MR7.1 Lengte

Je laat kinderen elk om beurt zo dicht mogelijk een balletje rollen bij een paaltje (zoals bij petanque).  Je wilt weten wie er het dichtst bij zit.

Mogelijkheden in fase 1:

  • Je neemt een touwtje en knipt telkens de juiste lengtes af.  Je markeert met een strikje of gekleurde stift van welke bal het touwtje was.
    Je vergelijkt de stukjes touw naast elkaar.  Het kortste touwtje zit er het dichtste bij.
  • Je neemt een touwtje.  Markeert op het touwtje telkens de verschillende afstanden.  De markering die het dichtst bij het beginpunt van het touw is, duidt de bal aan die het dichtst bij het paaltje lag.

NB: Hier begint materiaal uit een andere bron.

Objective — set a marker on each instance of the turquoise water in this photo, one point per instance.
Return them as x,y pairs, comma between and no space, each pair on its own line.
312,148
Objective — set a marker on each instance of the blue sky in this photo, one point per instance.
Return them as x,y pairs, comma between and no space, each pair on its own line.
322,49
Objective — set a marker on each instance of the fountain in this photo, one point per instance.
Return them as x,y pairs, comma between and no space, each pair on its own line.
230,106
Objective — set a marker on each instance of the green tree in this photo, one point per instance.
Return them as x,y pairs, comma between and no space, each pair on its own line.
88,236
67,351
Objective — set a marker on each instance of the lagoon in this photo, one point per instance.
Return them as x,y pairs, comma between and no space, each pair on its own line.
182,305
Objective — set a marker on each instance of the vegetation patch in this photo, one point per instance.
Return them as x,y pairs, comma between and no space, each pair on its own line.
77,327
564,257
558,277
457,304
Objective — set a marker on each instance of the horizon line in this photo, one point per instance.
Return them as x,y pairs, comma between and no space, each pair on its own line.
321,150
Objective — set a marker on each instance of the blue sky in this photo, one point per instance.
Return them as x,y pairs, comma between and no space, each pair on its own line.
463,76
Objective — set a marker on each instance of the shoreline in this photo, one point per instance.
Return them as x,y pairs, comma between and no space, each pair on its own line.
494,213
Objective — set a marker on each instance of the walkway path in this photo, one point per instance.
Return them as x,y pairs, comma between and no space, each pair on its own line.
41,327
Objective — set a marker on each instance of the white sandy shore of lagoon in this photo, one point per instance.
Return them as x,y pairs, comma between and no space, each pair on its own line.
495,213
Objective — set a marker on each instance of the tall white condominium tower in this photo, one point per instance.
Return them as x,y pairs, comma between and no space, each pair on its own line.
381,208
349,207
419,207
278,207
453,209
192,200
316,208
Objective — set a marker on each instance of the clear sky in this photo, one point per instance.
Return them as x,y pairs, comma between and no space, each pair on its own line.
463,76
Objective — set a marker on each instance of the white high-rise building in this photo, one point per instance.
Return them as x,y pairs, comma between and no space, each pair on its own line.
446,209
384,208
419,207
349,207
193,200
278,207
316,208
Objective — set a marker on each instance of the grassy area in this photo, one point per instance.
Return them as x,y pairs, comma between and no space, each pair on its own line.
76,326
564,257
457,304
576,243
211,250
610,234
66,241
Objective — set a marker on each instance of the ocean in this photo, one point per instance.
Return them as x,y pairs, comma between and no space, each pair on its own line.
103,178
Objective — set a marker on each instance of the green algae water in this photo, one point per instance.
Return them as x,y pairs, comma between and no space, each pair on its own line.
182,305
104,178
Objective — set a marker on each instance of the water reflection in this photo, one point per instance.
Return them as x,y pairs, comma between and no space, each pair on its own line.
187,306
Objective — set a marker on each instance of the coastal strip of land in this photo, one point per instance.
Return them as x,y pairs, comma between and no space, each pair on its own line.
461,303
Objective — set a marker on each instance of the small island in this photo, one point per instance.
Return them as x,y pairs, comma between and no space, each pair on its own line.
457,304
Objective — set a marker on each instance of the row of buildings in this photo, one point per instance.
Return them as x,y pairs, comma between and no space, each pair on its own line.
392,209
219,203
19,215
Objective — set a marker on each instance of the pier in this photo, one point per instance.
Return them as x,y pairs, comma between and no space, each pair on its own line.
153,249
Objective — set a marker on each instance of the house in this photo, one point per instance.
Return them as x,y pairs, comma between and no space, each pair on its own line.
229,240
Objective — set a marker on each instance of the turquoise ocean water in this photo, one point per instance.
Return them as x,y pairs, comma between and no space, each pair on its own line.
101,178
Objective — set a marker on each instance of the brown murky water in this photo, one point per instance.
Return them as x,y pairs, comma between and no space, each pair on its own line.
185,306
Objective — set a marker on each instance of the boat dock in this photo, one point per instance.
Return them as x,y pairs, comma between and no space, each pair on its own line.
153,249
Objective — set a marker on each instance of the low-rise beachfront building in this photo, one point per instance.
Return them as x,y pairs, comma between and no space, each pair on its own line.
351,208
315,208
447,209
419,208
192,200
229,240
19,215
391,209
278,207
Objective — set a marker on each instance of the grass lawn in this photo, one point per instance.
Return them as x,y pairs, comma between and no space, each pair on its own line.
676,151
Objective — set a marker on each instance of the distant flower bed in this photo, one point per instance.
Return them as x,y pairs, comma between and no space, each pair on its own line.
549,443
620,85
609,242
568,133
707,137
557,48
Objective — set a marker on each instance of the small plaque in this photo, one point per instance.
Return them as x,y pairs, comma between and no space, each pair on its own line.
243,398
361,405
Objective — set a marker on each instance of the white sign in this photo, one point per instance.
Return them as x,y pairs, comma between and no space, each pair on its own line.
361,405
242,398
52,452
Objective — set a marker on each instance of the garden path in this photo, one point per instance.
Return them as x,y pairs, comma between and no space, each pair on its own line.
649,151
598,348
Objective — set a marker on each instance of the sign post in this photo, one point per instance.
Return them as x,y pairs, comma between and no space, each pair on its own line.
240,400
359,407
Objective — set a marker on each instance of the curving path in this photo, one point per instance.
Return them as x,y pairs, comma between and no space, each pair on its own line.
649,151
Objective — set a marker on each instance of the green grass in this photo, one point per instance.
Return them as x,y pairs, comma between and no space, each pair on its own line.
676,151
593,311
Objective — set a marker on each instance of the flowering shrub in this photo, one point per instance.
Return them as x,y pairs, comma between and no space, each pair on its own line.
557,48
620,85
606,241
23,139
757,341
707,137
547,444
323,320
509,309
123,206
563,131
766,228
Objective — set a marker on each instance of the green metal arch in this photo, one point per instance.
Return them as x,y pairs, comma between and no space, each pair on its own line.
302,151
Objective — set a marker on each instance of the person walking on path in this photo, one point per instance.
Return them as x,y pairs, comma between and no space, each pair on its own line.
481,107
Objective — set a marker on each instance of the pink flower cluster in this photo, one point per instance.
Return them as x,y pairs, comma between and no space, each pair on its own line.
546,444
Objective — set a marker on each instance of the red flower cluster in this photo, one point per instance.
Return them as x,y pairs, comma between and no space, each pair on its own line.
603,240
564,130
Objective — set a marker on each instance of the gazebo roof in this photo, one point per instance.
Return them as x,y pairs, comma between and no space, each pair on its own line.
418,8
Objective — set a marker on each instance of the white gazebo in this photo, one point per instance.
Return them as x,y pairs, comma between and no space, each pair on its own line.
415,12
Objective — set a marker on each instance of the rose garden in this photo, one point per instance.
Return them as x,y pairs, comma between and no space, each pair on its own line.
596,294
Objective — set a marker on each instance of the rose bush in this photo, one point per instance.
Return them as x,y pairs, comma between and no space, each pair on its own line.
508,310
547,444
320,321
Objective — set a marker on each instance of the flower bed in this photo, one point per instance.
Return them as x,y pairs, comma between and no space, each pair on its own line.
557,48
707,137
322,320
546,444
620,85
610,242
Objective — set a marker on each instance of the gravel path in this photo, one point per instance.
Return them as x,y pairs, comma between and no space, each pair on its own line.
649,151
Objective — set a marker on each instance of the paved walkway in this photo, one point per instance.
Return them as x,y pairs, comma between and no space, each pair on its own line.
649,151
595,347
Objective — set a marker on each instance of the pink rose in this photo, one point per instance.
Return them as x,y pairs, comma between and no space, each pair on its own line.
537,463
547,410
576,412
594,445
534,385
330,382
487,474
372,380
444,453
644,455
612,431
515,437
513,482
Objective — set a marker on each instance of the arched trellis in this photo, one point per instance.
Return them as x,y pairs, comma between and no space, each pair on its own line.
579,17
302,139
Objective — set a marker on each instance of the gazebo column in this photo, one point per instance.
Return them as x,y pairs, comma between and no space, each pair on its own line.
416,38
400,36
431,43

Fase 3: kies een maateenheid (b.v. tandenstokers of lucifers) en meet hoeveel keer deze maat in de afstand kan (b.v. 5 lucifers versus 4 lucifers).  De bal met het laagste aantal van de maateenheid ligt het dichtst bij het paaltje.

Fase 4:  als je hetzelfde aantal maateenheden met een kleinere restafstand uitkomt (b.v. 5 lucifers en een beetje versus 5 lucifers en een beetje), kan je nog een kleinere maat gebruiken om de restafstand nauwkeurig te meten.
B.v. 5 lucifers en 3 paperclips versus 5 lucifers en 5 paperclips.
Merk op: je kan ook met een touwtje zoals in fase 1 de restafstand vergelijken, maar dan zit je niet in fase 4.

Fase 5 + 6: je meet exact met een lint- of rolmeter (8 cm versus 10 cm).